Xerces (named after the Xerces Blue
butterfly) provides world-class XML parsing and generation.
Fully-validating parsers are available for both Java and C++,
implementing the W3C XML and DOM (Level 1 and 2) standards, as well as
the de facto SAX (version 2) standard. The parsers are highly modular
and configurable. Initial support for XML Schema (draft W3C standard)
is also provided. A Perl wrapper is provided for the C++ version
of Xerces, which allows access to a fully validating DOM XML parser
from Perl. It also provides for full access to Unicode strings, since
Unicode is a key part of the XML standard. A COM wrapper (also
for Xerces-C) provides compatibility with the Microsoft MSXML parser.
Oracle provides a set of XML parsers for
Java, C, C++, and PL/SQL. Each of these parsers is a stand-alone XML
component that parses an XML document (or a standalone DTD) so that it
can be processed by an application. The parsers support the DOM
(Document Object Model) and SAX (Simple API for XML) interfaces, XML
Namespaces, validating and non-validating modes, and XSL
transformations.
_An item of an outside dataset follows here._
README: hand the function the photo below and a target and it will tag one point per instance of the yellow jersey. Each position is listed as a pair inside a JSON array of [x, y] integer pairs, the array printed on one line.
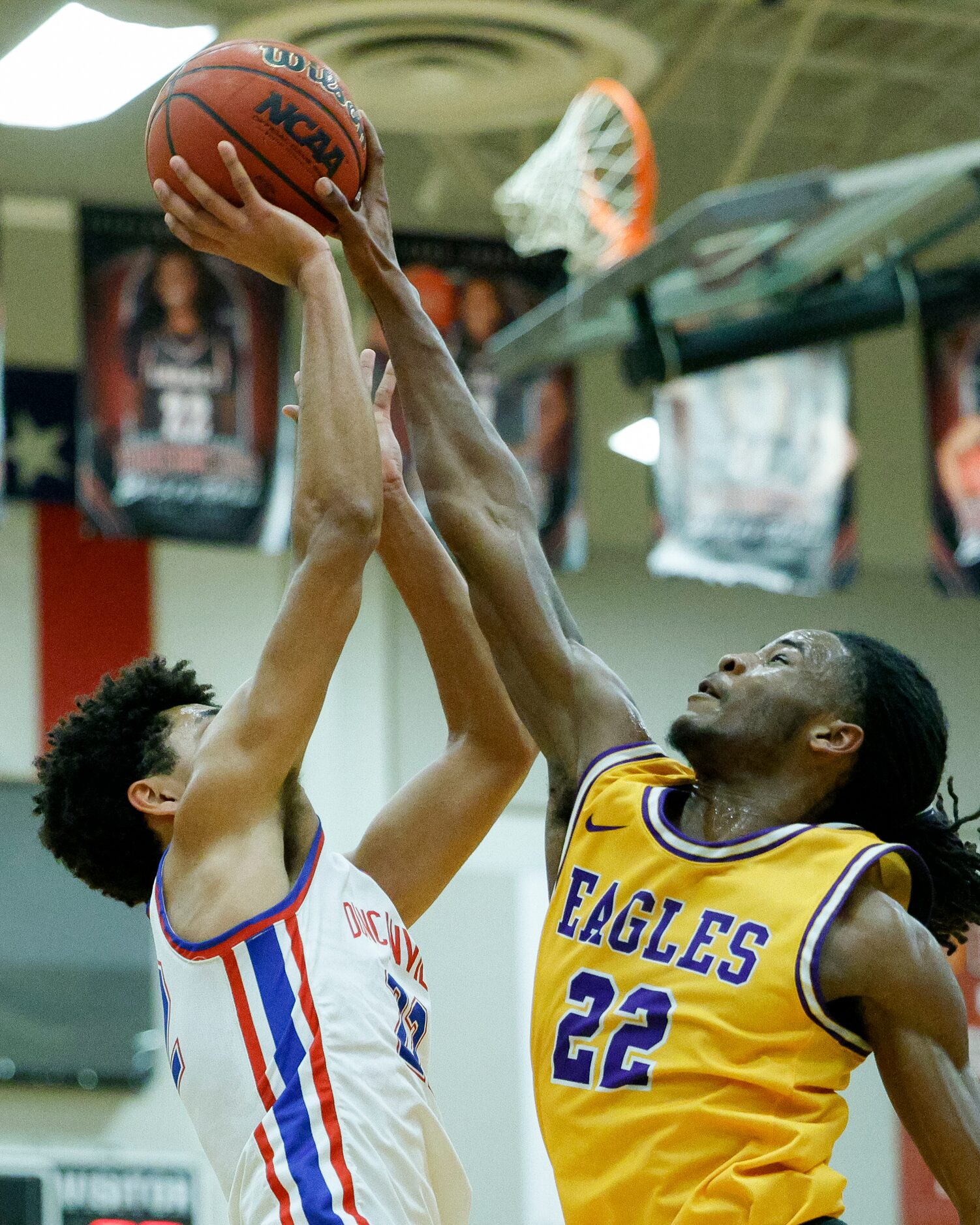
[[688, 1070]]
The parsers are available on all Oracle platforms.
Sablotron is a fast, compact and portable
XSLT processor. Sablotron is an open project; other users and
developers are encouraged to use it or to help us testing or improving
it. The goal of this project is to create a reliable and fast XSLT
processor conforming to the W3C specification, which is available for
public and can be used as a base for multi-platform XML applications.
XP is an XML
1.0 parser written in Java. It is fully conforming: it detects
all non well-formed documents. It is currently not a validating XML
processor. However it can parse all external entities: external DTD
subsets, external parameter entities and external general entities.
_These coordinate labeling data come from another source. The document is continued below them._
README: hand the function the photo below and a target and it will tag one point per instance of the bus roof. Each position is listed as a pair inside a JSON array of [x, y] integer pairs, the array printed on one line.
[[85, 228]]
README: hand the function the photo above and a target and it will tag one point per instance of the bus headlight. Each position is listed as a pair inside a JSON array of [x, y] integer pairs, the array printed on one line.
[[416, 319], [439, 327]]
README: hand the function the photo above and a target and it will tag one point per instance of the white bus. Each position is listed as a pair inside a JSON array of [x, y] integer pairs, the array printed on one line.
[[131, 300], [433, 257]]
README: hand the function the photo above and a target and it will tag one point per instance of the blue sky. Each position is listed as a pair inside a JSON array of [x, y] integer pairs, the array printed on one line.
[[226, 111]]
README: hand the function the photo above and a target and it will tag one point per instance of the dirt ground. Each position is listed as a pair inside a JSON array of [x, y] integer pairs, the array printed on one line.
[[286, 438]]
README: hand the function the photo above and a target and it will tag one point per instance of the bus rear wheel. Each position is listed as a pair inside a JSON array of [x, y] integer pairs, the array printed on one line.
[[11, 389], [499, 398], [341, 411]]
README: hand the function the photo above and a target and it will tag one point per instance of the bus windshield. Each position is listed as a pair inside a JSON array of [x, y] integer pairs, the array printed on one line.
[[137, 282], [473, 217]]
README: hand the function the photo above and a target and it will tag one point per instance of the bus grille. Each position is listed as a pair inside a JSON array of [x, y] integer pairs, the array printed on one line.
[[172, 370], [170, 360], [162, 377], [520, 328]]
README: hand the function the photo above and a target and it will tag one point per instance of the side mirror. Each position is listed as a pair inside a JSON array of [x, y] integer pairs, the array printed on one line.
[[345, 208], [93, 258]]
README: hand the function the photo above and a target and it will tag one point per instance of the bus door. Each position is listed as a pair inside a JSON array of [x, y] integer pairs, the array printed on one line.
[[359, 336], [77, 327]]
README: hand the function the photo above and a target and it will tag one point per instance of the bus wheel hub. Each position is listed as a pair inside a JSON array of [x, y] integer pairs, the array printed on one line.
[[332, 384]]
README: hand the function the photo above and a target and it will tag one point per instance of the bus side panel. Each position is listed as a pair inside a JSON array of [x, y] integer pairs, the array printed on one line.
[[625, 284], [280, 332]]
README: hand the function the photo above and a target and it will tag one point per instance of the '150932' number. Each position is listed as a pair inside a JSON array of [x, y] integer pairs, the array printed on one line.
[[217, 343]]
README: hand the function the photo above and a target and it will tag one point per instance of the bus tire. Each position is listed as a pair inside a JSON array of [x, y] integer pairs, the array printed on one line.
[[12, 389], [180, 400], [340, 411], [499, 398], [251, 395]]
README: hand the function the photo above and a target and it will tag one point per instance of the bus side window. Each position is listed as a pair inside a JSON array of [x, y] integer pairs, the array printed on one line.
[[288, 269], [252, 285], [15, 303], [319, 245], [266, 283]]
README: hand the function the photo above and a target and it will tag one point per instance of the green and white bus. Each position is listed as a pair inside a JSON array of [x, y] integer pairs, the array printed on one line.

Unicorn XML Toolkit is a developer product
implementing various XML-enabling technologies. The Toolkit
implements two sets of API: one for C++ and and one for ECMAScript.
4Suite is a collection of Python tools for
XML processing and object database management. It provides support for
XML parsing, several transient and persistent DOM implementations,
XPath expressions, XPointer, XSLT transforms, XLink, RDF and ODMG
object databases. The quickest path to trying 4Suite out, especially
for non-Python users, is to follow the 4Suite Installation HOW TO,
which is available for UNIX
and Windows
users.
Napa is a high-performance, progressive,
C++ XSLT processor. There are now three distributions available,
Windows, FreeBSD and Linux. All just provide a command line interface
at the moment.
XML Pull Parser 1.1 was designed for and it
should be optimal for applications that require fast and small XML
parser - the jar file with compiled classes is around 20KB. Its
pull parsing model is especially well suited for unmarshalling complex
data structures from XML (such as SOAP).
We'd like to extend the Sniffer
to sniff out all of those parsers. If anyone has the time and
Javascript skills to extend it, we'd really appreciate it!